BASIC QUALIFICATIONS

• As a Medically Qualified Individual (MQI), the successful candidate must have the following qualifications:  

• • Obtained a primary medical degree (e.g., MD, DO, MBBS, MBChB) from a recognized medical school/university and has some experience in biopharmaceutical industry in clinical research and development.

  • Been licensed by a licensing body/health authority to prescribe medicines independent of Supervision for at least 2 years post their intern/house officer/foundation period.

PREFERRED QUALIFICATIONS

• Cardiometabolic disease experience, e.g., obesity, diabetes, endocrinology, etc. 

• Have maintained registration/Medical License to practice and always been in good standing with their Medical Licensing Authority.

• Clinical research experience in the biopharmaceutical industry in study design, start-up, conduct, and close-out, including regulatory submissions and inspections.
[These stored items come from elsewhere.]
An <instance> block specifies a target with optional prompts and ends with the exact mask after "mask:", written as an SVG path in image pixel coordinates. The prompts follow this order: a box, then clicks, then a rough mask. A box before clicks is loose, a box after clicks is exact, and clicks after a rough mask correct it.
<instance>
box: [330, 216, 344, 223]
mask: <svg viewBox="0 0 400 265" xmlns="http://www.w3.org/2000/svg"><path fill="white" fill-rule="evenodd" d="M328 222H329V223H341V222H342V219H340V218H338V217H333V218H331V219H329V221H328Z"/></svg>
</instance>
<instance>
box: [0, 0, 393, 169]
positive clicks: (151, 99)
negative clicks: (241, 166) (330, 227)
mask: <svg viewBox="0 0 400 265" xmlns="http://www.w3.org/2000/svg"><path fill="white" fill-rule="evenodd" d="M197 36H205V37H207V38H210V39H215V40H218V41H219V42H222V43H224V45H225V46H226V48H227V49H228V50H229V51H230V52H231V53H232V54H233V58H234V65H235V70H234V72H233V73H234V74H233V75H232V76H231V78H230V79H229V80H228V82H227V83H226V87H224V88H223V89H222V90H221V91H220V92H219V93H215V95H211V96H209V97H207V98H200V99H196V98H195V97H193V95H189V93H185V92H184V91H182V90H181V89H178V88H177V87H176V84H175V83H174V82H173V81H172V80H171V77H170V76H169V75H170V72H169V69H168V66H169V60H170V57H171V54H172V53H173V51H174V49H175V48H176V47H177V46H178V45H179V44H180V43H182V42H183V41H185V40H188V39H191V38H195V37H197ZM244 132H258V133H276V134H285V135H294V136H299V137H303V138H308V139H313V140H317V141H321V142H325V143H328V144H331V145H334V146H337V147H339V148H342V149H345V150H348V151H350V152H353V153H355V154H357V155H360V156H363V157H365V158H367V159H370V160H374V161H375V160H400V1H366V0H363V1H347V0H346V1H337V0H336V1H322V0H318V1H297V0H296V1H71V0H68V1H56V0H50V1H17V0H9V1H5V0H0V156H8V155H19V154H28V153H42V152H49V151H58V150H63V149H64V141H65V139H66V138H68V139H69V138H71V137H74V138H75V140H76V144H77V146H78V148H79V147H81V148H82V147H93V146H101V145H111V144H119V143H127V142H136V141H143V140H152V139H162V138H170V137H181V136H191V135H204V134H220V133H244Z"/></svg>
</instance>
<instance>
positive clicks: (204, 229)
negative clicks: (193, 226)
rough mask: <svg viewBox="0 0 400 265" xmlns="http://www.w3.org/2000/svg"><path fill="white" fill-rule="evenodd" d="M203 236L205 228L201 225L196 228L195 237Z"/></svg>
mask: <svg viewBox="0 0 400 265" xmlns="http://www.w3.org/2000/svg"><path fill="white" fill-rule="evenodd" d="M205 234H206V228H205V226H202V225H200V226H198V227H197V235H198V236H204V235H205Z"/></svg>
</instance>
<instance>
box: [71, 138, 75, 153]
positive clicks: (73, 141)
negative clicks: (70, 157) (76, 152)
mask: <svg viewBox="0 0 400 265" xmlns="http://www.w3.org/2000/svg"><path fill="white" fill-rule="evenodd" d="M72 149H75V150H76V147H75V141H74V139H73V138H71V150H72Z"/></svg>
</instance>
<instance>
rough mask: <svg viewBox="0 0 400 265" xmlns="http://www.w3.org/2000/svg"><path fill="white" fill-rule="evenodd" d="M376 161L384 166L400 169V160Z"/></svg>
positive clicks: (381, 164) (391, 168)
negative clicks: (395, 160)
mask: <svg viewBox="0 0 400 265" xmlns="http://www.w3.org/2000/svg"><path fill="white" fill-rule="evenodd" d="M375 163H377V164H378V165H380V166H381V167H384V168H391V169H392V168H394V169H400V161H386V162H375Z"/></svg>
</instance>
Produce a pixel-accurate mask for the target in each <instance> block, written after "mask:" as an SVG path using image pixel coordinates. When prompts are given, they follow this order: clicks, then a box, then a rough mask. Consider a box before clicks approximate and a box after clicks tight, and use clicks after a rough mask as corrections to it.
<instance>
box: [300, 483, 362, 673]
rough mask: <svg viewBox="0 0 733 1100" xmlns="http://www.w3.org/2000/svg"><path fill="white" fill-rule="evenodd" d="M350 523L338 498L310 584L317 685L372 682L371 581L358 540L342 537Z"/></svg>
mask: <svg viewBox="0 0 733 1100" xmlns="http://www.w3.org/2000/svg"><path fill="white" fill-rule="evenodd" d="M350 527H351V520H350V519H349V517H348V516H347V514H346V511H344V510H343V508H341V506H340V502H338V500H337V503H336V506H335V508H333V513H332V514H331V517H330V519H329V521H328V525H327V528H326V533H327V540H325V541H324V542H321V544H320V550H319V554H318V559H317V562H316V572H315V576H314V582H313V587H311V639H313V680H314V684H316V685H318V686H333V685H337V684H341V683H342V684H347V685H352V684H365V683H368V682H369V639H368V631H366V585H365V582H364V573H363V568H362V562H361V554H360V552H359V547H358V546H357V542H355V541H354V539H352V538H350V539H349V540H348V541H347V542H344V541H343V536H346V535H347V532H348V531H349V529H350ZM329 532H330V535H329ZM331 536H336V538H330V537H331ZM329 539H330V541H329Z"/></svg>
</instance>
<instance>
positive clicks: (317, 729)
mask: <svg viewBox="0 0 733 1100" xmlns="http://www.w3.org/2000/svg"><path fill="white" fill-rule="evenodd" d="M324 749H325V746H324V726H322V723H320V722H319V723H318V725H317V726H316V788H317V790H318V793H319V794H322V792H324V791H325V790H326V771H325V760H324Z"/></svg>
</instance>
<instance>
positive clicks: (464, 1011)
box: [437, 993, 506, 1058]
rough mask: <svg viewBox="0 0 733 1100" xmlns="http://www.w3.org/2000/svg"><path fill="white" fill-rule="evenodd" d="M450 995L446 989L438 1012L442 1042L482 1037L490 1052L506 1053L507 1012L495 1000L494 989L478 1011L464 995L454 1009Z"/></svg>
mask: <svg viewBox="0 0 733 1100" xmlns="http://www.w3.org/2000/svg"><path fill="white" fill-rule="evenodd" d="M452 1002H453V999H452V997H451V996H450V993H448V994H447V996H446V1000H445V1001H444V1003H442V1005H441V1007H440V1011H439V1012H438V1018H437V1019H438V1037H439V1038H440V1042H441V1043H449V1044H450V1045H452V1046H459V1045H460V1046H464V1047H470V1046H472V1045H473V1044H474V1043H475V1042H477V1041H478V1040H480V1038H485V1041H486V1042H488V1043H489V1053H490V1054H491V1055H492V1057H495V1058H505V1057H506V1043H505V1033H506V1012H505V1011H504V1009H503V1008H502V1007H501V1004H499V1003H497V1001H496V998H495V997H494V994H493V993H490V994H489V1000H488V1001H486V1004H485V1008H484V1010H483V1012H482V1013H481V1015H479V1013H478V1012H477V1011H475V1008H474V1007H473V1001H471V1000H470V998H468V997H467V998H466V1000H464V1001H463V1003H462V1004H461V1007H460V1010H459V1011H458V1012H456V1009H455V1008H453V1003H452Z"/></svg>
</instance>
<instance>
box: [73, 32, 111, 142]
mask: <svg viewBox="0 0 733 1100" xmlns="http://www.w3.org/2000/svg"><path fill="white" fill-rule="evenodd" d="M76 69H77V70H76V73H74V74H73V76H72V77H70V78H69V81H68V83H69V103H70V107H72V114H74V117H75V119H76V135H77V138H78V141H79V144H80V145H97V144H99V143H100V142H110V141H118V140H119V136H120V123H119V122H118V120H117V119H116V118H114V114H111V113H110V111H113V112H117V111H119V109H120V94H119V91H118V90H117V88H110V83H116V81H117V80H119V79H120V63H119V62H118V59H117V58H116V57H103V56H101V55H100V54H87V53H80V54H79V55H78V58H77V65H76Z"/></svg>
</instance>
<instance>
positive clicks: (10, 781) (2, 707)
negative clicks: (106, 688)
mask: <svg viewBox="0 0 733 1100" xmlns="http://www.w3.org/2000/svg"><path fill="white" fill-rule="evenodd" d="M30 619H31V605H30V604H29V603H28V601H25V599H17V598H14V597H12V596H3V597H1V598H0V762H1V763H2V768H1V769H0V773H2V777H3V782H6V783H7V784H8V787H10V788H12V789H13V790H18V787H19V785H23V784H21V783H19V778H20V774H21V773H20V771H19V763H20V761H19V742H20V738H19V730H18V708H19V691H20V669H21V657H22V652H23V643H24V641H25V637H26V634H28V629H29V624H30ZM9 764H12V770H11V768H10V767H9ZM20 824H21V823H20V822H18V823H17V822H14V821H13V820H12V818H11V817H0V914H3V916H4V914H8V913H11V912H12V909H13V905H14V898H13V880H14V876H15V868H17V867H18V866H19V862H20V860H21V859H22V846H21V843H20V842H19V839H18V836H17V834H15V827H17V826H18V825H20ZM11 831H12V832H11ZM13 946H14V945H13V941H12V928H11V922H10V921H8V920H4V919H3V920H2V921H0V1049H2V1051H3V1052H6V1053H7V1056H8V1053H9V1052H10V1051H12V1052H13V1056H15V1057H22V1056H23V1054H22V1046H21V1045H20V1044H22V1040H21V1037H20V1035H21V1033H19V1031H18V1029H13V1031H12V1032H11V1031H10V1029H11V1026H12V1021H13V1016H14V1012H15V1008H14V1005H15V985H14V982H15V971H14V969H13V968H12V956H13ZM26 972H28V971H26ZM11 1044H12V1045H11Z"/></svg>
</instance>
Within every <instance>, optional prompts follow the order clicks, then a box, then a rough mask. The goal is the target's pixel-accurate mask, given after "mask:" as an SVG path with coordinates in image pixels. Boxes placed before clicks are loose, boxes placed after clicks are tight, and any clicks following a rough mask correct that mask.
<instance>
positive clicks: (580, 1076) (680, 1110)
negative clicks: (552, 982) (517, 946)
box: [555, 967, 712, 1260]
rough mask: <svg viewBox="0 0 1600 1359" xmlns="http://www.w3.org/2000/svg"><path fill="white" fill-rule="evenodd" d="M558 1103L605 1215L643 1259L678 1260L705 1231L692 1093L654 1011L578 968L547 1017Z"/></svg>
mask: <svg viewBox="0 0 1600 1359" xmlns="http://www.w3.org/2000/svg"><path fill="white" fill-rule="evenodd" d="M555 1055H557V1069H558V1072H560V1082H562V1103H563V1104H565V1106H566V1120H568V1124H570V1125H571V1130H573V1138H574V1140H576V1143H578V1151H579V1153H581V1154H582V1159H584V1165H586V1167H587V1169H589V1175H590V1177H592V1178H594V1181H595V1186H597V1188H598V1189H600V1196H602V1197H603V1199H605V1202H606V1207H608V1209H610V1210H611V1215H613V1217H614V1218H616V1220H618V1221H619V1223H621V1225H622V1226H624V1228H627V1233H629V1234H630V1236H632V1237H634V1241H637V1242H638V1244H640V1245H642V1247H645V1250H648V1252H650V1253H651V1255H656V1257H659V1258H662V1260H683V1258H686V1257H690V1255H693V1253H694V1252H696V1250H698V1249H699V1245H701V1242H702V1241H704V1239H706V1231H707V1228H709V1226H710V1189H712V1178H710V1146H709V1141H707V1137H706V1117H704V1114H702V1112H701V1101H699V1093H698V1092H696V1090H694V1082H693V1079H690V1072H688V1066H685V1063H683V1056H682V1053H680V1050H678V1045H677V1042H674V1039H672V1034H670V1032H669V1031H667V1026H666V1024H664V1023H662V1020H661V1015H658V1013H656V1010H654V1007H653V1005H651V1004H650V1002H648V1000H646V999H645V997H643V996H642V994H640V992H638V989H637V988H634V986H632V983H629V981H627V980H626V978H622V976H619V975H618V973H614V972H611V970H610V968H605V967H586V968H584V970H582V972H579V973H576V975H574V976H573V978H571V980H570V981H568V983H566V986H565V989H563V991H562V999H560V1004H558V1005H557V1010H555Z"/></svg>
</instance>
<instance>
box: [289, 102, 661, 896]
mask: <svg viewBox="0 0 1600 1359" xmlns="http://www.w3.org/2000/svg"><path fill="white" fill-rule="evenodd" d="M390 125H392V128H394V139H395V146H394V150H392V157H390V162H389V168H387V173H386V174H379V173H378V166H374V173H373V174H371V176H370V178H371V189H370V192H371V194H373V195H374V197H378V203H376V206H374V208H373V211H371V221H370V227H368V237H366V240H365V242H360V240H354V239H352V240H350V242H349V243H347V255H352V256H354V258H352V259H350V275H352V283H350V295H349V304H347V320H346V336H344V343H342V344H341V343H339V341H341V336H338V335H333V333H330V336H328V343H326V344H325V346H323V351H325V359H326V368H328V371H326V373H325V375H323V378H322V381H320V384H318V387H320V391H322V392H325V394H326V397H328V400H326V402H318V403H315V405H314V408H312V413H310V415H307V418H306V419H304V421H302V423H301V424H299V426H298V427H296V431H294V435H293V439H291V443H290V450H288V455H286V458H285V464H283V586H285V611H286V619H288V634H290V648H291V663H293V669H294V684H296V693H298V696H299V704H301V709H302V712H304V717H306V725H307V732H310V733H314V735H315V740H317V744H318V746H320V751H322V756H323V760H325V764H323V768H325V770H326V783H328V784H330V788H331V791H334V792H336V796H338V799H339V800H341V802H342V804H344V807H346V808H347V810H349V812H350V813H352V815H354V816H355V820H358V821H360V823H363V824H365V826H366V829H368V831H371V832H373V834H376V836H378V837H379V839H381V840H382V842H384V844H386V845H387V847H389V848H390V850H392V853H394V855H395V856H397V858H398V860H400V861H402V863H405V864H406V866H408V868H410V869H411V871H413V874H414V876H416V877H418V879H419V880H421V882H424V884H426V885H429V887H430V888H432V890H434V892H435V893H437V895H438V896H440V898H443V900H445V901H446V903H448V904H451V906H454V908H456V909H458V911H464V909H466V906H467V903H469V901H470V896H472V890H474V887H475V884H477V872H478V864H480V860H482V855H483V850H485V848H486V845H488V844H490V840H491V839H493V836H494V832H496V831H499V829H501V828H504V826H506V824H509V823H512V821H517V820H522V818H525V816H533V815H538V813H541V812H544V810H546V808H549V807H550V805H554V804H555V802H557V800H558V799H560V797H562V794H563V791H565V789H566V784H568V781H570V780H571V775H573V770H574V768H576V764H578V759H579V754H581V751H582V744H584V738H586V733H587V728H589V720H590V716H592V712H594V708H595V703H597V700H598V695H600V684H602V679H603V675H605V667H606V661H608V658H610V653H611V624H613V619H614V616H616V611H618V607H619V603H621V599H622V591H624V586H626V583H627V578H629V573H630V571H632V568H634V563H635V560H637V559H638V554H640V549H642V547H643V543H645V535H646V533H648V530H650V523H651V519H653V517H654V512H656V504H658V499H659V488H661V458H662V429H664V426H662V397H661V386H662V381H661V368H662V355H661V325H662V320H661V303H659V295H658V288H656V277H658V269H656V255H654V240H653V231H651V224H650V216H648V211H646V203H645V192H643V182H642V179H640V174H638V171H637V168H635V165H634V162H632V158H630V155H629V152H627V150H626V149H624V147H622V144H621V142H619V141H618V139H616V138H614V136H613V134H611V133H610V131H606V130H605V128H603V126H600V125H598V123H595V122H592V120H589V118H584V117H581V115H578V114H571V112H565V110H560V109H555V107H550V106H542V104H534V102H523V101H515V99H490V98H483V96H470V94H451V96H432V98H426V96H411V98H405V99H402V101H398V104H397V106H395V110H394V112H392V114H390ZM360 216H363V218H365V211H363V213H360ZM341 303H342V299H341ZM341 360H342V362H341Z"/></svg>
• Scientific productivity via publications, posters, abstracts and/or presentations

• Knowledge of clinical development, global and regional regulation, and ICH/GCP

• Clinical and administrative capabilities; effective verbal and written communication skills

• Track record of achievement in pharmaceutical development; able to execute clinical development during design, start-up, conduct, close-out, and reporting

• Understands the complexities and recent developments in the principal disease areas; competent discussing scientific and regulatory aspects of drug development

• Able to set priorities to deliver milestones according to budgets and priorities

• Effective leader; able to mentor/coach, delegate to, and oversee others; able to develop others’ skills and move them toward autonomy

• Able to resolve conflicts equitably; fosters open dialogue; addresses conflicts; reads situations quickly; negotiates agreements; escalates issues when appropriate; takes responsibility for decisions

• Shares wins and success; defines success in terms of the whole team; develops strong team morale and spirit; creates a sense of belonging

• Takes personal responsibility for delivery of results

• Able to demonstrate perspective and poise in uncertainty and organizational change

Candidate demonstrates a breadth of diverse leadership experiences and capabilities including: the ability to influence and collaborate with peers, develop and coach others, oversee and guide the work of other colleagues to achieve meaningful outcomes and create business impact.

NON-STANDARD WORK SCHEDULE, TRAVEL OR ENVIRONMENT REQUIREMENTS

Global travel may be required

Relocation support available

Work Location Assignment: Hybrid

Relocation assistance may be available based on business needs and/or eligibility.

Candidates must be authorized to be employed in the U.S. by any employer.

U.S. work visa sponsorship (such as TN, O-1, H-1B, etc.) is not available for this role now or in the future.